Fromme Hausfrau - Artikel von Bianka - Joyce - Beiträge aus Joyce Journal - Leichten Sinnes durch das Leben 



Ich gebe ein Kochbuch heraus mit Rezepten der frommen Hausfrauen. Nicht dass ich das allein täte, ich tue es Seite an Seite mit Ulrike. Es würde nichts werden mit dem Kochbuch ohne ihre bodenständige, fleißige, gewissenhafte Mitarbeit. Geduldig hilft sie mir auf die Sprünge, ergänzt dies und das, erklärt und korrigiert. Ulrike hat den Blick fürs Wesentliche und die Liebe zum Detail, Tugenden, die mir nicht in die Wiege gelegt wurden und nach denen ich mich vergeblich ausstrecke.

Was hat Gott stattdessen für mich vorgesehen? Ich glaube es zu wissen. Ich bin die Erfinderin des Leichtsinnsfehlers! Wenn es etwas zu übersehen gibt, ist es an mir, es zu übersehen. Ich war diejenige angehende Bibliothekarin, die mit der Schreibmaschine unter ihre mühsam fehlerfrei getippte Bewerbungen Mit freundlichen Größen" geschrieben hat. Und das nicht ein- oder zweimal, nein ich war in der Lage, diese Leichtigkeit des Sinnes bis zur Perfektion durchzuexerzieren. Ich konnte mich zwanzigmal eine ganze Bewerbung hindurch konzentrieren, um trotz bester Vorsätze mit freundlichen Größen zu enden… Vielleicht war es ja ein freudscher Verschreiber. Vielleicht bin ich zwar die Erfinderin des Leichtsinnsfehlers, aber mit freundlicher Größe …

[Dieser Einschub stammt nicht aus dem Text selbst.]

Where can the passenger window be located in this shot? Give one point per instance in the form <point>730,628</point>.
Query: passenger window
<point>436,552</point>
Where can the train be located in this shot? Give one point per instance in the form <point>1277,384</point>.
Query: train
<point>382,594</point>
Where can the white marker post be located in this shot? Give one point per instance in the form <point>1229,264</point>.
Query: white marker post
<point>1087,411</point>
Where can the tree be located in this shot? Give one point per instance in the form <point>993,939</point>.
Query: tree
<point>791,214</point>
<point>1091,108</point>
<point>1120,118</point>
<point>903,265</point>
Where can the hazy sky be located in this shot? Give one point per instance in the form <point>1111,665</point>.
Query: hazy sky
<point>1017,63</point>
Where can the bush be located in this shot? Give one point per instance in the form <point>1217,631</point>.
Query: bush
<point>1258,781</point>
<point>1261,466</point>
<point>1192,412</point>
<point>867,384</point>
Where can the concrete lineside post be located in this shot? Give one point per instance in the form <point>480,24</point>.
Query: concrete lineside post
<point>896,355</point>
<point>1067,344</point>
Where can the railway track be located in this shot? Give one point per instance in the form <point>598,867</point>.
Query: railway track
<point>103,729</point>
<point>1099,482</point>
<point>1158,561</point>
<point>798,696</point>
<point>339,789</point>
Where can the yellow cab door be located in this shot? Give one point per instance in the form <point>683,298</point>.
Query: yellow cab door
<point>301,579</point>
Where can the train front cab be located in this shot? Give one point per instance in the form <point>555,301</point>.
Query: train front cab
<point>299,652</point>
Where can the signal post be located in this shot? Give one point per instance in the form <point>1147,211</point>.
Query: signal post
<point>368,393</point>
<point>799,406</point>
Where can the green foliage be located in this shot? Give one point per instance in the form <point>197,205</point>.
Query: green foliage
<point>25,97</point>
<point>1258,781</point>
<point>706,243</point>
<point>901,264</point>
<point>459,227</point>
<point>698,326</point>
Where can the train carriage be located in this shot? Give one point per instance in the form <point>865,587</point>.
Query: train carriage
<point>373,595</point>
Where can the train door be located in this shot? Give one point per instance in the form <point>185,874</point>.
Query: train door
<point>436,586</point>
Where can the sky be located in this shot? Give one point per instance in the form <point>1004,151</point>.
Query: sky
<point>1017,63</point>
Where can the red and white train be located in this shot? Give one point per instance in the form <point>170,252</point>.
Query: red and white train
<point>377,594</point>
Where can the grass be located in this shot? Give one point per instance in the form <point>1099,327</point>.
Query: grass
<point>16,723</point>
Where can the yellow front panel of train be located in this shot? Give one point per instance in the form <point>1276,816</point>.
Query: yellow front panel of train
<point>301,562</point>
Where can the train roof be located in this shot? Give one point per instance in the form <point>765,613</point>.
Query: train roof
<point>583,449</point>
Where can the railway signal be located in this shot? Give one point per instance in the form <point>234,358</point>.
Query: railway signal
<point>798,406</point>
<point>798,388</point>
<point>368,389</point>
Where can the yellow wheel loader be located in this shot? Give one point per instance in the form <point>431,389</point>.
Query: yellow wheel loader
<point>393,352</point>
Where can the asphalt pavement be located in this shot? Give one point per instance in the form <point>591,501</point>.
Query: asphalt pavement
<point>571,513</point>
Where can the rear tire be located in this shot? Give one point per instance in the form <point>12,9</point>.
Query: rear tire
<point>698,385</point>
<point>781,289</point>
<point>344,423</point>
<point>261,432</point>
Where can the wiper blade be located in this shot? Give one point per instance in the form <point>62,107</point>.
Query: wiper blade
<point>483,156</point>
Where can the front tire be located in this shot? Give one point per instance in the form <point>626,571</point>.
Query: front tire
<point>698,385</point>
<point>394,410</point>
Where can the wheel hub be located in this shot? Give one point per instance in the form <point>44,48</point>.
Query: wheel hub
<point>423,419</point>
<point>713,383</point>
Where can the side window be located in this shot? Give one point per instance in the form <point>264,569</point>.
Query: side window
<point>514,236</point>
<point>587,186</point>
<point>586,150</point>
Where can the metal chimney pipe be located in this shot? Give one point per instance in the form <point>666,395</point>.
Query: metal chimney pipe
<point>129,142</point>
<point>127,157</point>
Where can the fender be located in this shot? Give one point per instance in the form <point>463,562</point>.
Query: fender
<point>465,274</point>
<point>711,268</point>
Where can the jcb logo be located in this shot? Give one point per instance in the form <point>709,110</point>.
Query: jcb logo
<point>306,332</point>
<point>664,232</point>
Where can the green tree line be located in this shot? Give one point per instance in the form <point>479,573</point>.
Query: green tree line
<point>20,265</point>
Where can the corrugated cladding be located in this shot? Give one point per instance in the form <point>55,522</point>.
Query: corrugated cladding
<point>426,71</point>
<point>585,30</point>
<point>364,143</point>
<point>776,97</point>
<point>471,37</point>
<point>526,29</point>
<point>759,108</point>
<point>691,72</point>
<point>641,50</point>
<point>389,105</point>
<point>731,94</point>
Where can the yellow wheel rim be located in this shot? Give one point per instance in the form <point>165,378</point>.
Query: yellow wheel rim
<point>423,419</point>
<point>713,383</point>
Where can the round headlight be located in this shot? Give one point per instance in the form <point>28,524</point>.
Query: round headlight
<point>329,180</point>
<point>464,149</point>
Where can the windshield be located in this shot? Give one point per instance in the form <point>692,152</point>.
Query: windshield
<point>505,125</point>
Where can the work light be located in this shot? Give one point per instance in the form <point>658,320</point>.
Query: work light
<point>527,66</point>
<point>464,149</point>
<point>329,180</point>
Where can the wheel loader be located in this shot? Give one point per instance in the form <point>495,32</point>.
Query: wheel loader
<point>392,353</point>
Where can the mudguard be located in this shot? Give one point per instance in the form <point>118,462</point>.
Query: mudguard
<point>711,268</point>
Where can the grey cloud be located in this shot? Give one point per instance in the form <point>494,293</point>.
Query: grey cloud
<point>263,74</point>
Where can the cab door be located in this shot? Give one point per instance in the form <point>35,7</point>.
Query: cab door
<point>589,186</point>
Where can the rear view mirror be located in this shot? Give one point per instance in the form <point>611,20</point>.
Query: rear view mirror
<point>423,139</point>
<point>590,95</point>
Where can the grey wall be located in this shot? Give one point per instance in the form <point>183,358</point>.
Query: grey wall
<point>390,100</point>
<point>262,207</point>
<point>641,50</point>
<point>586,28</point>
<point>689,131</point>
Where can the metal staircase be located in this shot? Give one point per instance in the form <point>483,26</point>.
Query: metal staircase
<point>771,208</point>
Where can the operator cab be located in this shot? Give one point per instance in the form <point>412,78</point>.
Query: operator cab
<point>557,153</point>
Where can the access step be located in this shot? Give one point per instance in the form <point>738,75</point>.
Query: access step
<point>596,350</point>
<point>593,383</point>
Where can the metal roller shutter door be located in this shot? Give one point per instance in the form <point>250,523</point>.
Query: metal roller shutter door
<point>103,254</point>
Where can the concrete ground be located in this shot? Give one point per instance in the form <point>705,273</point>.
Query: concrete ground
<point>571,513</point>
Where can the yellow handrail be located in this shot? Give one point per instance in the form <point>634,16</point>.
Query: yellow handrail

Ich bin diejenige von neun Buchladenmitarbeiterinnen, die im Gegensatz zu den übrigen acht Frauen nicht in der Lage ist, eine Lieferung auszupacken und einzuarbeiten, ohne auch nur einmal keinen Fehler zu fabrizieren. Und es sind nicht die komplizierten Verwaltungsaufgaben, die mir misslingen, es sind die einfachen. Frau versucht meinem Defizit mit Hinweiszettelchen an PC, Ordnern und Schubladen zu begegnen. Dabei werde ich mit meiner zweiten Teilleistungsstörung konfrontiert: Ich übersehe konsequent schriftliche Nachrichten auf Zetteln. Ich bin die Frau die vor lauter Wald keine Bäume sieht. Mich kann man unmöglich allein auf die Menschheit loslassen. Ich bin angewiesen auf Menschen, die mitdenken.

Als junge Frau strickte ich kilometerlange Pullischläuche, weil es mir zu lästig war, die gewissenhafte Strickkunst des Abnehmens zu lernen. Hoch motiviert kaufte ich Stoff, Nähmuster und Zubehör, nur um zwei Vorder- und zwei Hinterseiten einer Hose zusammen zu nähen, so dass ich ein sehr schmales und ein sehr weites Hosenbein erhielt. Um anschließend Stoff und Zubehör in den Müll zu werfen.

Ich bin die Urlaubsorganisatorin, die sich mit Sorgfalt und sämtlichen Hilfsmitteln wie Internet, Wiedervorlagemappe, Zeitplanbuch, Memozetteln und Erinnerungsmails bemüht, alles bestens vorzubereiten und die dann an der Rezeption erfährt, dass dieser Campingplatz zu diesem Zeitpunkt leider nicht diese Campingchecks annimmt, die diese Frau in scheinbar so weiser Voraussicht gekauft hat…

Irgendwie fühle ich mich unselbständig und unvollständig. Ergänzungsbedürftig. Zum Glück stellt mir das Leben immer wieder Menschen wie Ulrike zur Seite, die geduldig meine Tücken ausgleichen und mir eine gewisse Daseinsberechtigung geben.

Seltsamerweise finde ich bei Wikipedia überhaupt keinen Eintrag unter Leichtsinn. Dafür im Allgemeinen Handwörterbuch der philosophischen Wissenschaften von 1829:
Wer einen leichten Sinn hat, wird nur nicht so stark von den Gegenständen gereizt oder aufgeregt, dass sie einen allzutiefen Eindruck machen könnten. Er setzt sich daher auch leicht über Unannehmlichkeiten und Beleidigungen weg, vergibt und vergisst bald, und ist ebendarum meist heiter oder guter Laune. Der Leichtsinnige aber beachtet alles so wenig, dass er häufig anstößt oder wohl gar seine Pflichten vernachlässigt. Er handelt daher auch unbesonnen … Menschen von sanguinischem Temperamente fallen gewöhnlich in diesen Fehler."